É um trabalho sujo mas alguém tem de o fazer

Coloquemos a coisa neste pé: depois de "Borat...", que se estreia na próxima semana, dificilmente se encontrará este ano filme mais ultrajantemente corrosivo do que "Obrigado por Fumar". Ainda por cima vindo de quem vem: é a primeira longa de Jason Reitman, filho de Ivan Reitman, realizador de sucesso no registo "Os Caça-Fantasmas" e afins, com um elenco de luxo que chama um figo à sátira desavergonhada e violenta.

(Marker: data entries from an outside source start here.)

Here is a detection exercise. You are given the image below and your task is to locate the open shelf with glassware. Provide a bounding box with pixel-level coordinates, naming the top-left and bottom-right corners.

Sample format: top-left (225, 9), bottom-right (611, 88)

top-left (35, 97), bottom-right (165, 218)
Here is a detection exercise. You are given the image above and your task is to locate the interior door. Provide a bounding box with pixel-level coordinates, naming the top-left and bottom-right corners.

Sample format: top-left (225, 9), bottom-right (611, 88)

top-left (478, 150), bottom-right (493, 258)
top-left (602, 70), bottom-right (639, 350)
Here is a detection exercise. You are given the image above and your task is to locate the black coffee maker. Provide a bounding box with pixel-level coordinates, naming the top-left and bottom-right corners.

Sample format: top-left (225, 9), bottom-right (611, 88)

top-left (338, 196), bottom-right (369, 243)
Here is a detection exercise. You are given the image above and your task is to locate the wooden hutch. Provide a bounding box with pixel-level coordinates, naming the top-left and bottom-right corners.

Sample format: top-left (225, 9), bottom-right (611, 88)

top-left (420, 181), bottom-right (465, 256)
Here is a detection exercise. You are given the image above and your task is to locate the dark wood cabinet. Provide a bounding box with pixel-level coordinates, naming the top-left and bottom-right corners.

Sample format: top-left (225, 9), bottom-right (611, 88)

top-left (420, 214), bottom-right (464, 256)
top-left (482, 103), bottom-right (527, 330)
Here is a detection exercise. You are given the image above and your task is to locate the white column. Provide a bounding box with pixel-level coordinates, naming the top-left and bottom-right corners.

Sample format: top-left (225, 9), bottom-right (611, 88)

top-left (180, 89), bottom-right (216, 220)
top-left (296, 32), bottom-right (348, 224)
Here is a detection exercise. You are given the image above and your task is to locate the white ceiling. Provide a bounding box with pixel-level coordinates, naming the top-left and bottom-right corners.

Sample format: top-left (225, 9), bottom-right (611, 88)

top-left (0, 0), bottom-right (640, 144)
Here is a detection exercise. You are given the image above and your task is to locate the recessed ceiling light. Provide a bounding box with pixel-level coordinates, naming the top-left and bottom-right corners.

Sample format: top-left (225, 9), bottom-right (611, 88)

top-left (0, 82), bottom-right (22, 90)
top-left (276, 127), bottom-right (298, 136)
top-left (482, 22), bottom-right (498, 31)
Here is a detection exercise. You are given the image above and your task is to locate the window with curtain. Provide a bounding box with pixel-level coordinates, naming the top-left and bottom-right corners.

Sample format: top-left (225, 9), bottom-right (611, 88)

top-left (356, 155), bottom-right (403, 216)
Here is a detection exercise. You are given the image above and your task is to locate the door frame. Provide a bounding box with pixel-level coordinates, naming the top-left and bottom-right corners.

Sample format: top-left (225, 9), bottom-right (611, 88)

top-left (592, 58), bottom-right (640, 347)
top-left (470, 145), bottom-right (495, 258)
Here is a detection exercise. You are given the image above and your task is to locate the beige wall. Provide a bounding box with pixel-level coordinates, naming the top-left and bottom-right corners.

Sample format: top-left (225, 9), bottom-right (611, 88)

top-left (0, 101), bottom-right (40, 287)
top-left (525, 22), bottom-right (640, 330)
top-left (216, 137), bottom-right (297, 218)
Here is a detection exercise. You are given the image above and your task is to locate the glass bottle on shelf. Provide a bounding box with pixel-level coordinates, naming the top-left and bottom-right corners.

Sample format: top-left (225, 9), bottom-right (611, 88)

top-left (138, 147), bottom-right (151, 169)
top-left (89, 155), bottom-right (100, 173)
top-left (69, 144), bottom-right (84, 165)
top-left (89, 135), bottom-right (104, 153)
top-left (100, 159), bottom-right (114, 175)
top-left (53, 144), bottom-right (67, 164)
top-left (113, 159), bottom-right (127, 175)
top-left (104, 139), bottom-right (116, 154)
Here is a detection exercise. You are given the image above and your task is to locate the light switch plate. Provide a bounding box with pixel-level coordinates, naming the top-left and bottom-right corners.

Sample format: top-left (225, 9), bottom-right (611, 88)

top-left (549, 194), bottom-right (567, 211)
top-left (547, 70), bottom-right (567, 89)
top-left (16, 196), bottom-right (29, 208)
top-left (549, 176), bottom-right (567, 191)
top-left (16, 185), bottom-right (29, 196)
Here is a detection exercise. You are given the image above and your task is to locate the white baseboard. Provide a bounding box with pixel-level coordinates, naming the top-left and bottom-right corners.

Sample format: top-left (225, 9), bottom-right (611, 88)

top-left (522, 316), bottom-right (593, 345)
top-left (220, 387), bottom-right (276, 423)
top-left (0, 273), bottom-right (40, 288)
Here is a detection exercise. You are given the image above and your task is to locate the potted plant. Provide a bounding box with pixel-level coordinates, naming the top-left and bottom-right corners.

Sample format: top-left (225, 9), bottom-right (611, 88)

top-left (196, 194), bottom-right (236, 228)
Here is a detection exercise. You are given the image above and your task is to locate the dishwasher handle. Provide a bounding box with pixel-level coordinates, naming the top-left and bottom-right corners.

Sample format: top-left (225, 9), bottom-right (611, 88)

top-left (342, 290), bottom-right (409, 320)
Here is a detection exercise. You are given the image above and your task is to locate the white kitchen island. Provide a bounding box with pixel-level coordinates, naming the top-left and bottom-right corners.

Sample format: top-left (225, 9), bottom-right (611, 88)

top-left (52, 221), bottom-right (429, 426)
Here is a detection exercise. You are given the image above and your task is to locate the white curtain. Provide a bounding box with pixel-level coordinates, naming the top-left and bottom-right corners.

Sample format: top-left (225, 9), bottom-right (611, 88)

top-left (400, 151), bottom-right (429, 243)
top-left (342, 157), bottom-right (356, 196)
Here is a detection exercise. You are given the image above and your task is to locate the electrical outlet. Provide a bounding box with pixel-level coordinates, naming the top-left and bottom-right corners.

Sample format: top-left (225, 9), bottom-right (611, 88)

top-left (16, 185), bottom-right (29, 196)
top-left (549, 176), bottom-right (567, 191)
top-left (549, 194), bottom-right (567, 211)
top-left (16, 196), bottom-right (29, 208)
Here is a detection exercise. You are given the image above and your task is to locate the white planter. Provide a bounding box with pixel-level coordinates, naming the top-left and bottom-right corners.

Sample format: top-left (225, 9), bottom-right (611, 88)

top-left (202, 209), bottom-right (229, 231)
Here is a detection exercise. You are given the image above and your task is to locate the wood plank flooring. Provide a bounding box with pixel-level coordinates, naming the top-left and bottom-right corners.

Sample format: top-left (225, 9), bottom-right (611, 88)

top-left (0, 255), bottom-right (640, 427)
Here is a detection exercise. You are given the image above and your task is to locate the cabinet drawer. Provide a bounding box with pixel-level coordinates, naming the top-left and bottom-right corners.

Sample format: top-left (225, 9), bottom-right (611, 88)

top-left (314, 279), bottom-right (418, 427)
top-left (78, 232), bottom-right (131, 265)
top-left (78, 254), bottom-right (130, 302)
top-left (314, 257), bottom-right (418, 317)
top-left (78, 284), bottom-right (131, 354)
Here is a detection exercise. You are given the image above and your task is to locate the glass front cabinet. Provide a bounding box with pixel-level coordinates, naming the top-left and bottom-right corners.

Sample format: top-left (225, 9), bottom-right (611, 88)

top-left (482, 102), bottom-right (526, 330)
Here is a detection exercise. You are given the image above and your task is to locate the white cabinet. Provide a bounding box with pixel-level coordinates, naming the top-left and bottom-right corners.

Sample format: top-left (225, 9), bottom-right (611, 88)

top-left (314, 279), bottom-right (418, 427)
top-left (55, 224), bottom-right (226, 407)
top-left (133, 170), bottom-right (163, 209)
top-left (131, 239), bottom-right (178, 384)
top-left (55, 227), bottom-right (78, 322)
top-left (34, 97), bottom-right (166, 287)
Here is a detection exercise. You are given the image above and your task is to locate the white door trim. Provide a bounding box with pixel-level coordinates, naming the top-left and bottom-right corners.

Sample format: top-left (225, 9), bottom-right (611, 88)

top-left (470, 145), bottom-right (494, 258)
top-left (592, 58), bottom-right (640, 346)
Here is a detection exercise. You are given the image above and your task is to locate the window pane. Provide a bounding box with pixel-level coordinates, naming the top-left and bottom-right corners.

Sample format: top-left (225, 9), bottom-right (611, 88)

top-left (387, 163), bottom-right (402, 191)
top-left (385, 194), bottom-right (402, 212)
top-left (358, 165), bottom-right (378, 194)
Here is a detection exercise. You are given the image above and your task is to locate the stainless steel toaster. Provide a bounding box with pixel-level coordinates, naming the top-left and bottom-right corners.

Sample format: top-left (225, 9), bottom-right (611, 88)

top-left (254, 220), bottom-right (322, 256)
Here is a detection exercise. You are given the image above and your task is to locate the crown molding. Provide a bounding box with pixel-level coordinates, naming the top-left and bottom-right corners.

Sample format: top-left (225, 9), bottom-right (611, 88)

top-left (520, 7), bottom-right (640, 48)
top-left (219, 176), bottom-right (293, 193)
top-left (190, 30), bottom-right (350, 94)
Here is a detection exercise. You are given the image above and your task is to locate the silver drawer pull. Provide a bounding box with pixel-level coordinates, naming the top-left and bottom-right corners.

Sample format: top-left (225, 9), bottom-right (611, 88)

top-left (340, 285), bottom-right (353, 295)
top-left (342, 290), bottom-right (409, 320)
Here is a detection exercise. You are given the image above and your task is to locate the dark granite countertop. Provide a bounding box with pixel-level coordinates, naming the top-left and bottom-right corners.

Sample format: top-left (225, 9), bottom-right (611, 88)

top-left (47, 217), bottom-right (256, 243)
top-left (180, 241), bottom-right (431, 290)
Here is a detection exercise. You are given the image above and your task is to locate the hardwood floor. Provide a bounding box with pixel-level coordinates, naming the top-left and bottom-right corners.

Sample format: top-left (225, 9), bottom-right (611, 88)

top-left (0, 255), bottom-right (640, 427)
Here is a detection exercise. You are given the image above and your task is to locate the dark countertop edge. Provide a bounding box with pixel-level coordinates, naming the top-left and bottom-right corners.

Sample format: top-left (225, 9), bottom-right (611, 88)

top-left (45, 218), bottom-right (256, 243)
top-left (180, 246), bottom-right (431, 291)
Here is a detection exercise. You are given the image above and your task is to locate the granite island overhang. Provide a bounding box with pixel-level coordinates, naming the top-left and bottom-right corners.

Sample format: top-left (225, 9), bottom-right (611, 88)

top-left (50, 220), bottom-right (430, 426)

O seu herói (se é que se lhe pode chamar isso...) é Nick Naylor, "lobbyista" das tabaqueiras americanas, um homem cuja profissão é, nas suas próprias palavras, "ser odiado" - e dar a volta por cima. Um mestre da manipulação mediática que sabe que os cigarros são perigosos mas não tem o menor problema em defendê-los para pagar a renda ao fim do mês - mas também um pai divorciado que procura educar o filho o melhor que sabe, e um homem inteligente que sabe que há sempre duas maneiras de olhar para qualquer questão.

Um vendido, em suma? Não é assim tão fácil - como é que se equilibra a integridade com a necessidade de ganhar dinheiro? "Obrigado por Fumar" quer funcionar em três registos distintos. Dos três, funciona melhor no de sátira - aos políticos venais, aos comportamentos hipócritas, à ambição do sucesso, a uma sociedade onde o dinheiro paga tudo. Fá-lo com inteligência, ritmo diabólico e um prazer quase juvenil em carregar em todos os botões destinados a ofender uma vaca sagrada, mas não se pode acusá-lo de ingenuidade ou de gratuitismo - e nem sequer nos está a dizer nada que já não tivéssemos percebido, que isto dos "lobbies" não é segredo para ninguém. Só que o diz com agradável desfaçatez, com uma atitude de não-me-ralo-nada marota e garota que o torna irresistivelmente simpático. E funciona surpreendentemente bem no segundo registo - o de comédia familiar, com a relação entre Nick e o filho Joey construída sobre uma abordagem inesperadamente adulta e muito lúcida aos problemas da maturidade e da maioridade.

Já no terceiro registo, o de fábula social à Frank Capra, Reitman júnior tem mais problemas para se impôr, pois a irrisão deste humor ácido vai-a-todas inibe as pretensões de falsa superioridade moral com que o filme encerra - depois de tamanha subversão afixada ao longo da história, talvez fosse esperar demais que "Obrigado por Fumar" levasse a coisa ao limite, e o final aceitavelmente feliz reinstala uma certa segurança confortável (mesmo que não resista à piscadela de olho subversiva) e abre o flanco a infundadas acusações de demagogia. Enquanto Capra se levava demasiado a sério, Reitman não se leva o suficiente - é isso que faz, ironicamente, as fraquezas e as forças do seu filme.

No entanto, é importante não deixar esses pormenores estragar esta hora e meia de divertimento politicamente incorrecto, ainda por cima quando Aaron Eckhart confirma todo o bem que pensávamos dele com uma inspiradíssima "performance" cómica. Com mais um bocadinho de esforço, seria uma sátira de estadão; assim, é uma provocação inteligente que desiste antes do fim.